In NixOS, this doesn’t happen very often. Most options have been there for years and go unchanged for years aswell. At least in terms of API; they might do different things internally to achieve the options’ goal but you don’t need to care about that; you just state your intent. There are many ways to install i.e. systemd-boot to your ESP but you only care that it’s installed, not how.
When a breaking change happens in the options’ API, you’ll know about it at eval time. It’ll show you an error stating that e.g. the option has been renamed to so and so and perhaps the semantics changed. Many times it’ll just be an eval warning even, stating that the option has been renamed and has been set to your old option’s value but you should move over because this fall-back will be removed in the next release.
Note that if you don’t like breaking changes coming in willy-nilly, the stable channel (23.05 currently) would be for you: It restricts such option changes and you only have to change your config to accommodate option changes twice a year when a new release comes out. As I said though, breaking changes don’t happen very often for your average NixOS config even on the unstable channel. This isn’t really as much of an issue as you might think.
Can’t really speak for home-manager as my use of it is quite limited and it’s a nix-community project, not a NixOS one (different quality standards).
That’s just because you don’t have experience packaging or maintaining Nix packages yet. If you didn’t know how to package Arch/Alpine packages, you would be just as screwed if maintenance was dropped.
Once you’ve done a few patches to packages or even packaged something yourself, this “magic” will become more and more disenchanted.
Not quite sure what you mean here.
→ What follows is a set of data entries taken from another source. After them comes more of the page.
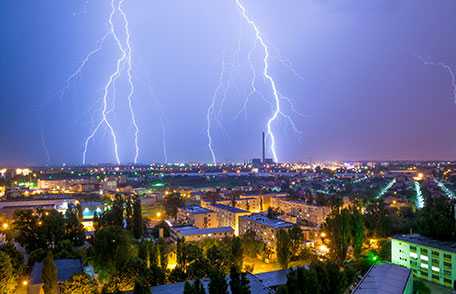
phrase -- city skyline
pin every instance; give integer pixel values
(361, 81)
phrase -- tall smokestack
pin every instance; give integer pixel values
(264, 150)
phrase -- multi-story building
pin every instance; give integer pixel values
(386, 278)
(264, 227)
(251, 204)
(190, 233)
(197, 216)
(428, 259)
(303, 211)
(227, 216)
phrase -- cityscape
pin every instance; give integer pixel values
(234, 146)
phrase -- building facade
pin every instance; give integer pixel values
(428, 259)
(227, 216)
(197, 216)
(303, 211)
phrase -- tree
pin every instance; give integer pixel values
(7, 278)
(138, 222)
(338, 226)
(39, 229)
(283, 248)
(74, 230)
(17, 260)
(49, 275)
(217, 283)
(237, 253)
(358, 229)
(195, 288)
(172, 203)
(436, 220)
(252, 245)
(239, 284)
(78, 284)
(113, 248)
(296, 240)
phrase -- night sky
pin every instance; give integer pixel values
(362, 93)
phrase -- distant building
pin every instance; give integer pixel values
(264, 227)
(191, 233)
(61, 205)
(428, 259)
(386, 279)
(197, 216)
(250, 204)
(227, 216)
(66, 268)
(311, 213)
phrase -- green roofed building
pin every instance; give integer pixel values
(430, 260)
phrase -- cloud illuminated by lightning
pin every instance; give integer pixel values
(448, 69)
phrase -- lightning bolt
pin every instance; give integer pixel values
(124, 60)
(210, 112)
(445, 67)
(267, 75)
(83, 64)
(130, 79)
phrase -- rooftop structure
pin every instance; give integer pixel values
(422, 240)
(269, 222)
(386, 279)
(430, 260)
(191, 233)
(256, 286)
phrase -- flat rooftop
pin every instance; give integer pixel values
(384, 278)
(425, 241)
(256, 286)
(196, 210)
(229, 208)
(264, 220)
(190, 230)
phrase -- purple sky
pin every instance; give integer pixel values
(362, 92)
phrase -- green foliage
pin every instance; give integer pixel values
(436, 220)
(137, 222)
(358, 232)
(237, 252)
(345, 228)
(239, 284)
(195, 288)
(74, 230)
(49, 275)
(17, 260)
(419, 287)
(79, 284)
(296, 241)
(113, 248)
(252, 245)
(283, 248)
(46, 229)
(172, 203)
(318, 278)
(217, 283)
(8, 282)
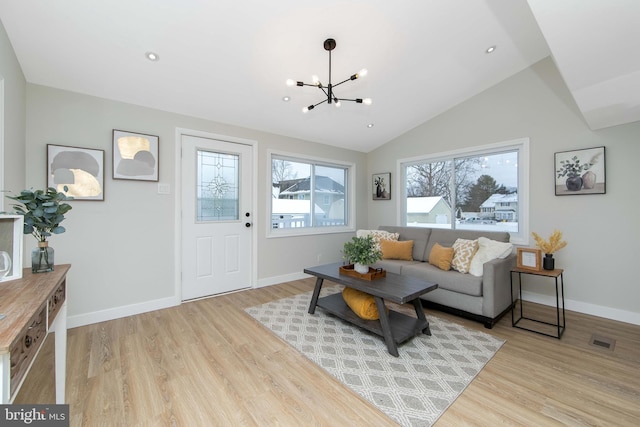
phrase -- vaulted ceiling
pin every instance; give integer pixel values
(228, 61)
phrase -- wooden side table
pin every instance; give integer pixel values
(33, 306)
(560, 320)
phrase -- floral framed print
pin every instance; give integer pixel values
(135, 156)
(76, 172)
(580, 172)
(382, 186)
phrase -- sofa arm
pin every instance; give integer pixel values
(496, 285)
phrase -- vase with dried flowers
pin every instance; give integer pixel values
(549, 247)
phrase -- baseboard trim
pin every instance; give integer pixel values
(275, 280)
(119, 312)
(586, 308)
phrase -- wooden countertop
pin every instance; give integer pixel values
(20, 299)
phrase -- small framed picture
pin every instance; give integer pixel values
(76, 172)
(382, 186)
(529, 259)
(580, 172)
(135, 156)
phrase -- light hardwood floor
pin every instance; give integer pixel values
(207, 363)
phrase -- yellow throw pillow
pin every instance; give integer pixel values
(441, 257)
(401, 249)
(362, 304)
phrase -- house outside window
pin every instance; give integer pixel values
(309, 196)
(485, 188)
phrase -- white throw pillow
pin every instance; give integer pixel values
(378, 235)
(463, 252)
(488, 250)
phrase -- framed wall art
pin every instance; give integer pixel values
(529, 259)
(382, 186)
(135, 156)
(79, 170)
(580, 172)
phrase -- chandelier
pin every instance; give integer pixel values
(329, 45)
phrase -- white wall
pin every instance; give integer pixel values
(122, 249)
(13, 127)
(602, 231)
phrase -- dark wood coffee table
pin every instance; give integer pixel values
(395, 327)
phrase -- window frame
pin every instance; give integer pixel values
(520, 144)
(350, 199)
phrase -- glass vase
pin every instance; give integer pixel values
(42, 258)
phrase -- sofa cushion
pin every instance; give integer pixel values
(463, 252)
(420, 237)
(397, 249)
(441, 257)
(450, 280)
(447, 237)
(377, 235)
(488, 250)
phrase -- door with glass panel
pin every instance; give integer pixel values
(216, 216)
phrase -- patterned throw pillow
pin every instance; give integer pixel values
(488, 250)
(441, 257)
(378, 235)
(463, 252)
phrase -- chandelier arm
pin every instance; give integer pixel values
(344, 81)
(321, 102)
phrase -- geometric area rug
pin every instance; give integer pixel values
(414, 389)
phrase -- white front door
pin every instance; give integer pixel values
(216, 216)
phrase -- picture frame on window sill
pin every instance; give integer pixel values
(529, 259)
(381, 186)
Could you point out some concrete examples of that?
Sorry for the late reply. In the 2 weeks I’ve still kept using it and I learned a lot! But a lot of my musings still stand, at least in my mind, but after thinking a little longer, a lot of the thoughts I had also apply to other distros as well.
To answer what you asked in final, a good hypothetical that might answer it is something like GNOME. If the nixos channel blew up in a doomsday scenario, I’d be stuck maintaining my packages myself, right? And I use the doomsday scenario, because the problems here apply for self-made packages as well, but it’s easier for me and maybe others to wrap their head around the problem I’m getting at. So with GNOME, I’d have to update every single dependency manually in my nix files. With something like Arch/Alpine I could just have those files, and they have these really neat scripts where I can just bump the version, and it’ll download, set the hash up, and bump the version all for me. With Nix there are no such tools. I can’t just automate the process, nor is it feasible to do this type of thing manually. As new features are added, so are new options needed to activate those features. And yes, although in this scenario, I would probably just opt to not add these options and set it up myself, when making a package for the general public this isn’t the case. If GNOME adds a feature (idk why I picked GNOME I haven’t used it in like 5 years) to have extensions managed by the package manager, I’d have to add an option for what extensions are needed and all that. And this is a lot of work, at least as far as I know. The extensions would also have to be packaged.